Thanks for that info Burritoguru! Obviously this is the ONLY one I've ever seen. Beautiful bikes you have there.:thumbsup:


----------



## bushpig (Nov 26, 2005)

A Tesch road bike has been on my dream list for a while. Now I need to add one of his mountain bikes!


----------



## kb11 (Mar 29, 2004)

Very nice Tesch MTB:thumbsup: :thumbsup: :thumbsup: I almost had one a few years ago:cryin: but wasn't ment to be. In my research I was able to contact David Tesch's business partner from the early '90's. He said they only made about 10 of these MTB's and he was the one who painted them. I'd say yours is about a '91 or so. This is the 4th one I've seen, 10 or 100 built I still want one


----------



## eastcoaststeve (Sep 19, 2007)

Matt, that beautiful bike is too small for you....you'd be much more comfortable on one of the "too big" bikes cluttering up my garage, hint hint  


Seriuosly though, fantastic pick up...I'm pumped for you. Merry Xmas for sure.

Steve


----------



## Matt H. (Sep 14, 2004)

eastcoaststeve said:


> Matt, that beautiful bike is too small for you....you'd be much more comfortable on one of the "too big" bikes cluttering up my garage, hint hint


Steve, you are as perceptive as you are witty. It is indeed a size smaller than I would have wished, but I'm not averse to showing a little extra post if needed!  Besides, as I recall, you don't have a 20" MB-1 collecting dust in that newly expanded bike loft I've heard about...


----------



## Matt H. (Sep 14, 2004)

I'm a happy man. My wife said "of course" I could start the lovin' . Now the fun part begins.

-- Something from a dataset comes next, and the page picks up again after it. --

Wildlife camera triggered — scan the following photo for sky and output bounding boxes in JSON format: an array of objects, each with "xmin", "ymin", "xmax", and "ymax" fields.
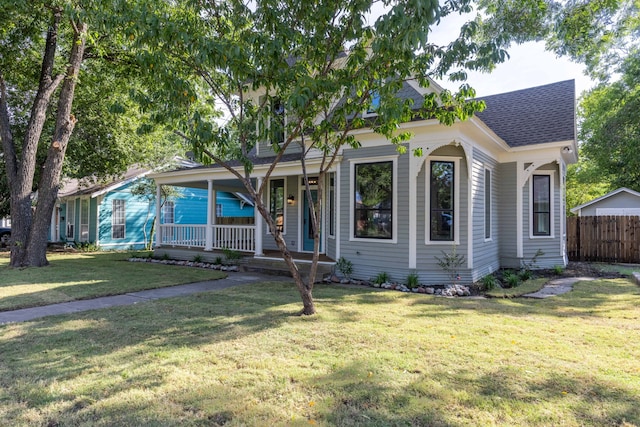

Curves so smooth my camera can't properly focus without the daylight:


Ritchey dropouts:thumbsup: 


Truly built for speed. The passion of Dave Tesch and his craftsmen is evident in every detail of this bike 

Cool head decal:


Yikes! This rider didn't like to use protection:eekster: How hard is it to slap something on there? :nono: 


I've decided to keep the Scott Uni on for now. Can't wait to tear into this bad boy and fix what ails it:


----------



## colker1 (Jan 6, 2004)

a mag 21 would give you a warm fuzzy feeling.


----------



## Matt H. (Sep 14, 2004)

colker1 said:


> a mag 21 would give you a warm fuzzy feeling.


Yeah, especially since this Scott is resisting all my efforts at removing its lowers--currently involving a rubber mallet, wood blocks, a roof rack and a car jack...:madman:


----------



## Matt H. (Sep 14, 2004)

Success...sort of. I expected maybe seized-up springs or brittle elastomers, typical problem internals...what I found was NO internals. What do you guys make of this? The uppers were slid all the way into the lowers, then locked down with the bolts. Basically a "dummy" suspension fork. Could this have been some type of factory-approved solution to the recall? Or perhaps some hardcore racer saw running it as a rigid fork as preferable to all that bouncing around? I don't quite know what to do with this...


----------



## schneidw (Mar 8, 2005)

Sweet FIND... I am originally from SE PA and I never heard of this builder but his frame looks VERY similar to a Ritchey that I have... I wonder if this bike originally came with a rigid fork... What size is the headset>


----------



## Matt H. (Sep 14, 2004)

schneidw said:


> Sweet FIND... I am originally from SE PA and I never heard of this builder but his frame looks VERY similar to a Ritchey that I have... I wonder if this bike originally came with a rigid fork... What size is the headset>


Thanks Schneid. It's a 1". I guess I'll be looking for an appropriate rigid fork until I can find a nice 1" period-correct sus.


----------



## eastcoaststeve (Sep 19, 2007)

Matt H. said:


>


Matt, You're a brave man posting photographic evidence on the internet of you working on your kitchen table...my dear wife would beat the hell out of me if she ever caught me stripping a bike on "her" furniture 

Steve


----------



## Matt H. (Sep 14, 2004)

eastcoaststeve said:


> Matt, You're a brave man posting photographic evidence on the internet of you working on your kitchen table...my dear wife would beat the hell out of me if she ever caught me stripping a bike on "her" furniture
> Steve


Haha I guess she's used to it! She came in to find me struggling with the fork and didn't bat an eye. She was impressed with my jack contraption, because I actually had the jacks from both cars (one was too wide to fit), as well as an assortment of wooden blocks and levers, spread about the kitchen. She snapped the picture after I finally figured a way to make it work.


----------



## ASI CA (Apr 27, 2008)

Too funny!

My brother has an S-22 in pristine condition.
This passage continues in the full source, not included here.